If you are interested in being a juror for this year’s awards, please register your interest here We are especially interested in hearing from those historically under represented on juries; and you do not need to be a member of the BFS to fulfil this role.

Both forms will remain open until Wednesday 16th August.
Any questions, please get in touch at [email protected]

A few days ago they were concerned about the balance of applicants:

The Aurealis Awards also are looking – “Aurealis Awards 2020 – Call for Judges”. Full requirements at the link.

We are seeking expressions of interest from Australian residents who would like to judge for the 2020 Aurealis Awards. Judges are volunteers and are drawn from the Australian speculative fiction community, from diverse professions and backgrounds, including academics, booksellers, librarians, published authors, publishing industry professionals, reviewers and enthusiasts. The only qualification necessary is a demonstrated knowledge of and interest in their chosen category (good time management skills and an ability to work in a team in an online environment are also essential).

(2) ULTIMA RATIO REGUM. Camestros Felapton continues to work out what canon means to sff readers, and if it’s useful in “Types of canon/key texts”.

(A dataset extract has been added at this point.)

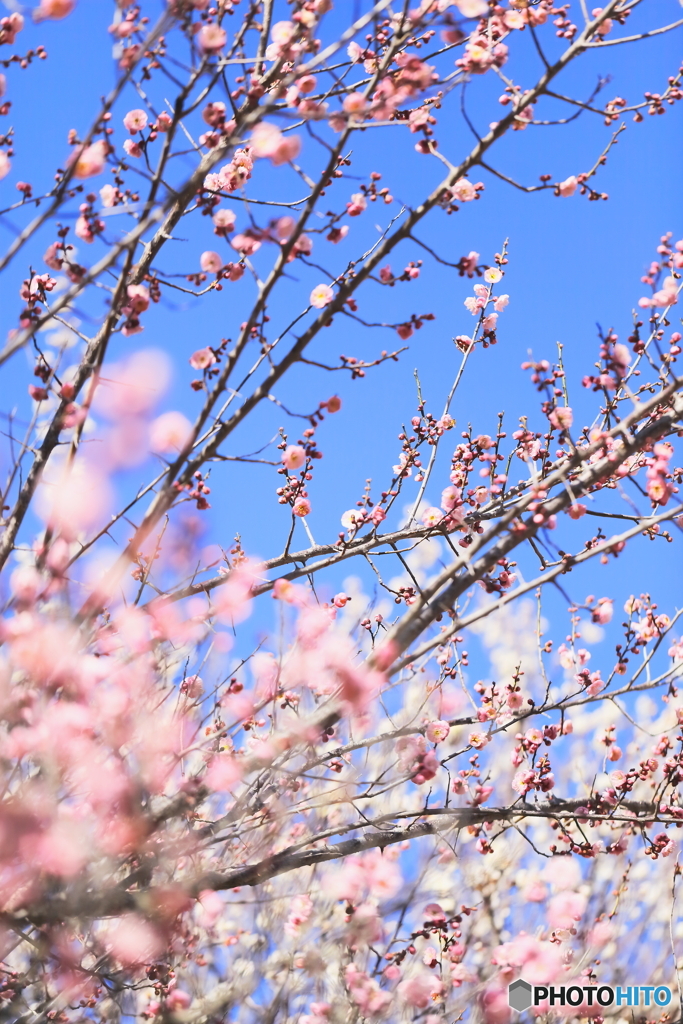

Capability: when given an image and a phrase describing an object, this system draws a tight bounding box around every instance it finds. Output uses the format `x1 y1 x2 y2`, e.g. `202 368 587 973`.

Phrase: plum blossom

… I think within discussions of canon there is a sense of books whose role it is to edify the reader, the books that will make you (somehow) a better reader. I’m sceptical that any books really fit that criteria and even more sceptical that we can find a common set of such books. However, there are clearly books that themselves provoke further books and as such books that get referenced in later works and later works that can be seen as response to earlier works. Robert Heinlein’s Starship Troopers being an obvious example of such a work. This is canon as a kind of feedback loop of significance — the books that are themselves critiques of Troopers lend significance to Troopers as a book. You don’t have to have read Starship Troopers to enjoy Kameron Hurley’s Light Brigade but having some familiarity with Heinlein’s book adds an element to Hurley’s book.

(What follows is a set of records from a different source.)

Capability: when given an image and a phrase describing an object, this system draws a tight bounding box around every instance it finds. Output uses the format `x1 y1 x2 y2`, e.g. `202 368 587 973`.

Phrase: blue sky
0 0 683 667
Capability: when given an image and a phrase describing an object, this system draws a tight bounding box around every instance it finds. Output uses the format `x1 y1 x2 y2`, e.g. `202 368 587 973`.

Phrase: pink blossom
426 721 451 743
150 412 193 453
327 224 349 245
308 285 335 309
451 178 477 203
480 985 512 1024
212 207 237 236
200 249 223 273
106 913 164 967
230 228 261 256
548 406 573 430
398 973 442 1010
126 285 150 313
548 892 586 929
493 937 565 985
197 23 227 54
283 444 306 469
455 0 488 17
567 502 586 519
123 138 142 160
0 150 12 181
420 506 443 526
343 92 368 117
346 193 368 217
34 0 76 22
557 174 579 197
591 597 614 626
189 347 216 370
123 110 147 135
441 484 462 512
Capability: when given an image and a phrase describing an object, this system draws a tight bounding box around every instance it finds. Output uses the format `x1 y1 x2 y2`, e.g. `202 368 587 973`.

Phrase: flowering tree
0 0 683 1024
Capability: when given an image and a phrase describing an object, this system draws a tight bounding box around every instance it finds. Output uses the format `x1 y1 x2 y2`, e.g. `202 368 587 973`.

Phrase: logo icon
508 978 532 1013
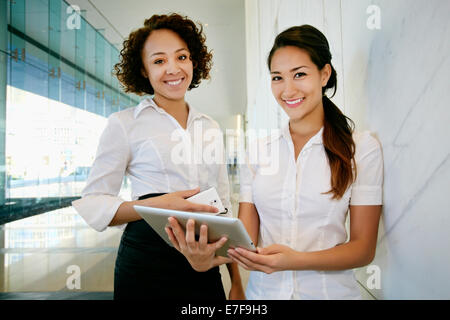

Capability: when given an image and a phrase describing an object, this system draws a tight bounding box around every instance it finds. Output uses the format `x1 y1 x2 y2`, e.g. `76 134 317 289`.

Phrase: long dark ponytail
267 25 356 199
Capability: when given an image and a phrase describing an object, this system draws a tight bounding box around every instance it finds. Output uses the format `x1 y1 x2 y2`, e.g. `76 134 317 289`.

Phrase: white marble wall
246 0 450 299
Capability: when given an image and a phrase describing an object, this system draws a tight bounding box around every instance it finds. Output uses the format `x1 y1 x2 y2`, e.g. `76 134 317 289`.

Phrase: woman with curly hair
73 14 243 300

(3) HEATED WORDS. As someone wrote on Twitter: “The phrase ‘You couldn’t make Blazing Saddles today’ takes on an entirely new meaning.” CBR.com has the story: “Blazing Saddles Is Being Remade as an Animated Samurai Movie About Cats and Dogs” .

Mel Brooks’ Blazing Saddles is considered a film classic, even though it’s stirred up some controversy over the years. Now the film is being retold in an entirely new medium, as well as an entirely new genre.

The Los Angeles film company Align is helping develop an animated film titled Blazing Samurai. The film takes the basic premise of Blazing Saddles and transplants it to the Samurai era. The story follows a dog named Hank who dreams of becoming a Samurai. When he becomes in charge of protecting Kakamucho, he learns that the town is populated entirely by cats.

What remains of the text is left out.